I dont know how other breeds are, but labs are very slow to mature. A 1 yr old lab is most definitely still a puppy. I've never had one act like a 'grown up' til at least 3 or 4. But, thats a lab thing.
Sounds like he's doing great.


----------



## xxxxdogdragoness (Jul 22, 2010)

I sew my 6 month old acting less like a pup & more like a dog every day, & frankly I can't wait til she is all grown up lol. I think the next dog I rescue will be an older puppy at the end of their puppy stupidity. I think hat I just don't have it in me anymore for young pups lmbo.


----------



## wvasko (Dec 15, 2007)

Puppies are just like people, I'm 2 weeks older than dust and my wife is still waiting for me to mature.
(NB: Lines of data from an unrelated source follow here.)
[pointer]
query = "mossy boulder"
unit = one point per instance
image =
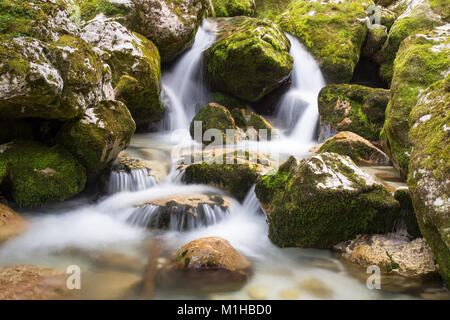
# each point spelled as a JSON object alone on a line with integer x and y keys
{"x": 416, "y": 16}
{"x": 37, "y": 174}
{"x": 322, "y": 201}
{"x": 354, "y": 108}
{"x": 333, "y": 31}
{"x": 429, "y": 169}
{"x": 249, "y": 59}
{"x": 361, "y": 151}
{"x": 135, "y": 66}
{"x": 99, "y": 135}
{"x": 232, "y": 8}
{"x": 170, "y": 24}
{"x": 421, "y": 60}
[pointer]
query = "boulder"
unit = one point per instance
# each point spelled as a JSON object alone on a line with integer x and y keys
{"x": 361, "y": 151}
{"x": 231, "y": 8}
{"x": 429, "y": 169}
{"x": 208, "y": 264}
{"x": 354, "y": 108}
{"x": 29, "y": 282}
{"x": 249, "y": 59}
{"x": 393, "y": 253}
{"x": 333, "y": 31}
{"x": 135, "y": 65}
{"x": 182, "y": 212}
{"x": 11, "y": 224}
{"x": 323, "y": 200}
{"x": 99, "y": 136}
{"x": 233, "y": 171}
{"x": 35, "y": 174}
{"x": 170, "y": 24}
{"x": 416, "y": 16}
{"x": 421, "y": 60}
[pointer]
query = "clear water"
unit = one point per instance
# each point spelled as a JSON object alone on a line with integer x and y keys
{"x": 67, "y": 233}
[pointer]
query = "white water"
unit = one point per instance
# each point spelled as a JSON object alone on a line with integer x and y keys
{"x": 183, "y": 85}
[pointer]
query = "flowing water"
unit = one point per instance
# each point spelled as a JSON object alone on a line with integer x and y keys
{"x": 76, "y": 231}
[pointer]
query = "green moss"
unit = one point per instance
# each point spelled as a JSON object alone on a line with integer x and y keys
{"x": 249, "y": 59}
{"x": 237, "y": 179}
{"x": 333, "y": 32}
{"x": 38, "y": 174}
{"x": 97, "y": 139}
{"x": 231, "y": 8}
{"x": 364, "y": 106}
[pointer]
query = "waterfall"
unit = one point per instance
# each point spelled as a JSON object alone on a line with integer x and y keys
{"x": 298, "y": 110}
{"x": 184, "y": 91}
{"x": 135, "y": 180}
{"x": 179, "y": 218}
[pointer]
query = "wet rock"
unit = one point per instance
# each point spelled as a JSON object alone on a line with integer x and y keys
{"x": 421, "y": 60}
{"x": 35, "y": 174}
{"x": 249, "y": 59}
{"x": 323, "y": 200}
{"x": 333, "y": 32}
{"x": 170, "y": 24}
{"x": 361, "y": 151}
{"x": 393, "y": 253}
{"x": 11, "y": 224}
{"x": 208, "y": 264}
{"x": 29, "y": 282}
{"x": 354, "y": 108}
{"x": 182, "y": 212}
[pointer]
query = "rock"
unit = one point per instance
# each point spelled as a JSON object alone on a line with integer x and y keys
{"x": 135, "y": 65}
{"x": 354, "y": 108}
{"x": 333, "y": 31}
{"x": 429, "y": 169}
{"x": 231, "y": 8}
{"x": 36, "y": 174}
{"x": 213, "y": 116}
{"x": 417, "y": 15}
{"x": 317, "y": 288}
{"x": 421, "y": 60}
{"x": 375, "y": 38}
{"x": 208, "y": 264}
{"x": 11, "y": 224}
{"x": 99, "y": 136}
{"x": 29, "y": 282}
{"x": 361, "y": 151}
{"x": 170, "y": 24}
{"x": 407, "y": 216}
{"x": 393, "y": 253}
{"x": 182, "y": 212}
{"x": 249, "y": 59}
{"x": 258, "y": 292}
{"x": 234, "y": 172}
{"x": 323, "y": 200}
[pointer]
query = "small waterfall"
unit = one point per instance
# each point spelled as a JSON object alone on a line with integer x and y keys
{"x": 183, "y": 88}
{"x": 298, "y": 110}
{"x": 135, "y": 180}
{"x": 179, "y": 218}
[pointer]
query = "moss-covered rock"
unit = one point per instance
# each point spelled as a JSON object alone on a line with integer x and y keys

Yes, a yr old pup definitely can and in most cases will be considered a pup.


----------



## sassafras (Jun 22, 2010)

I'm pretty sure my 3 year old dog is still a puppy.


----------



## eeloheel (Dec 28, 2010)

Definitely depends on the dog. Our sheltie/chow mix growing up was done with the 'puppy' phase by about 10 months old, acting like a mature dog. My mom's brittany 14 years old now, and she only stopped acting like a permanent-puppy a few years ago. My mom's 5 year old (ish) lab/mastiff mix is just starting to fill out and calm down, and her six year old beagle never acted like a puppy. (She was an abuse case though, and was never really quite right. We got her when she was six months old, and the vet suspects some mental impairment, so I'm not sure she counts. She's never really been a 'dog,' but we love her anyhow.)

I expect my ACD will be a puppy for a long time to come, and he'll be a year old in August.


----------



## sassafras (Jun 22, 2010)

eeloheel said:


> Definitely depends on the dog.


Yea, definitely. I think Pip was probably born mature. :/


----------